The spare design of Bomba very much contributes to the success of the photographs. Large reproductions fill the right side of each spread, the expansive whiteness adding to the isolation of the forms and extending the path of the encroaching smoke. Each page turn offers another typological example, encouraging back-and-forth comparison and categorization. And a simple cloth cover with an embossed sledgehammer synthesizes the contents into a single resonant symbol. There is nothing extra here, nothing superfluous, and no distractions from the rhythms provided by the images, and that consciously pared down style channels our attention right where Prior wants it.

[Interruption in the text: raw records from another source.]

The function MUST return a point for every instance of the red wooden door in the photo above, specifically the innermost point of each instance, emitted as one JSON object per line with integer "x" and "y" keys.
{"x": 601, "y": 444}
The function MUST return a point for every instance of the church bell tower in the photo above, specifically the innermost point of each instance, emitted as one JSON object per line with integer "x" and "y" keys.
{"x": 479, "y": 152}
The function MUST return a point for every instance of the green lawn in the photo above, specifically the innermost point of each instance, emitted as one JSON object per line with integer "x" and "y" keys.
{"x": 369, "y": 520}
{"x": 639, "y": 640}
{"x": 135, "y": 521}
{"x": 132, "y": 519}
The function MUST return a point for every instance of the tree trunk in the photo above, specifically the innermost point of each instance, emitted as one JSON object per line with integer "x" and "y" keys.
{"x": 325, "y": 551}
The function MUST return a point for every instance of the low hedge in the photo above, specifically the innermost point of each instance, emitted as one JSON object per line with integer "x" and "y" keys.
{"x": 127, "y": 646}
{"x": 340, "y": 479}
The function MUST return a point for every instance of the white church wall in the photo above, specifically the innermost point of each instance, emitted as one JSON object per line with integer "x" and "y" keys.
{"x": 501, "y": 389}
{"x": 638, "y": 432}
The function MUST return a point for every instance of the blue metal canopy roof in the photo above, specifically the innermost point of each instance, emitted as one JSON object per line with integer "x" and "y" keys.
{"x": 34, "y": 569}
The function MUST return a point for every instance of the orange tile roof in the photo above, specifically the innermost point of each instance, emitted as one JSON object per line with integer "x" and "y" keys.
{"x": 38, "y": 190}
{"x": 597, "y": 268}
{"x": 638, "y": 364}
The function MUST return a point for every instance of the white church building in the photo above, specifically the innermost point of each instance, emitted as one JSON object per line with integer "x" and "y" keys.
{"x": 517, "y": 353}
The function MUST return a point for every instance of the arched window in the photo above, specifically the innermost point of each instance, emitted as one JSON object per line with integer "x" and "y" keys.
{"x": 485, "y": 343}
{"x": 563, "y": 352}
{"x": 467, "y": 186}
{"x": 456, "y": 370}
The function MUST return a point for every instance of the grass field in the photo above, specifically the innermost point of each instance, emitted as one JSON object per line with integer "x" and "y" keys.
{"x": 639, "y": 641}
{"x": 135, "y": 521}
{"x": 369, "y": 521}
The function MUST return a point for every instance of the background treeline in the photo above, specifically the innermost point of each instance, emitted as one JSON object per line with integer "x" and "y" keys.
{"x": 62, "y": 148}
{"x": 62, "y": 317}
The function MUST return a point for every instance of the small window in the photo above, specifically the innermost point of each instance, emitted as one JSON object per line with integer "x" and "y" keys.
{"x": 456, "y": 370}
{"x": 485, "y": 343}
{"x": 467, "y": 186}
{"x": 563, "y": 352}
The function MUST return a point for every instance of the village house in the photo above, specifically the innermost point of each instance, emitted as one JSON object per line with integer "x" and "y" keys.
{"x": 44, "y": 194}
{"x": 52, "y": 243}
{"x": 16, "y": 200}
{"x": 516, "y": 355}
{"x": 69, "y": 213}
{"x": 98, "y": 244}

While there is something quietly ridiculous about this self-inflicted explosion ritual, it’s just one of a long line of unlikely ways men have measured themselves (and each other) across history, essentially no different than running with the bulls or any number of other contests of bravery, strength and endurance. What Prior has done is reduce that violent testing exercise to its elemental core, where its honest beauty can sneak out from under the stilted proof of manliness. His single frame stories are understated archetypes of humanity – a man stands alone against unseen demons, surrounded by uncertainty, battered but not broken, having survived the onslaught of something larger than himself. Prior uncovers the truth of these encounters, and that honesty is what keeps us looking.

Collector’s POV: Thomas Prior does not appear to have traditional gallery representation at this time; his commercial work is represented by Webber Represents (here). Prior’s work has little secondary market history, so interested collectors should likely follow up directly with the artist via his website (linked in the sidebar) or via Webber Represents.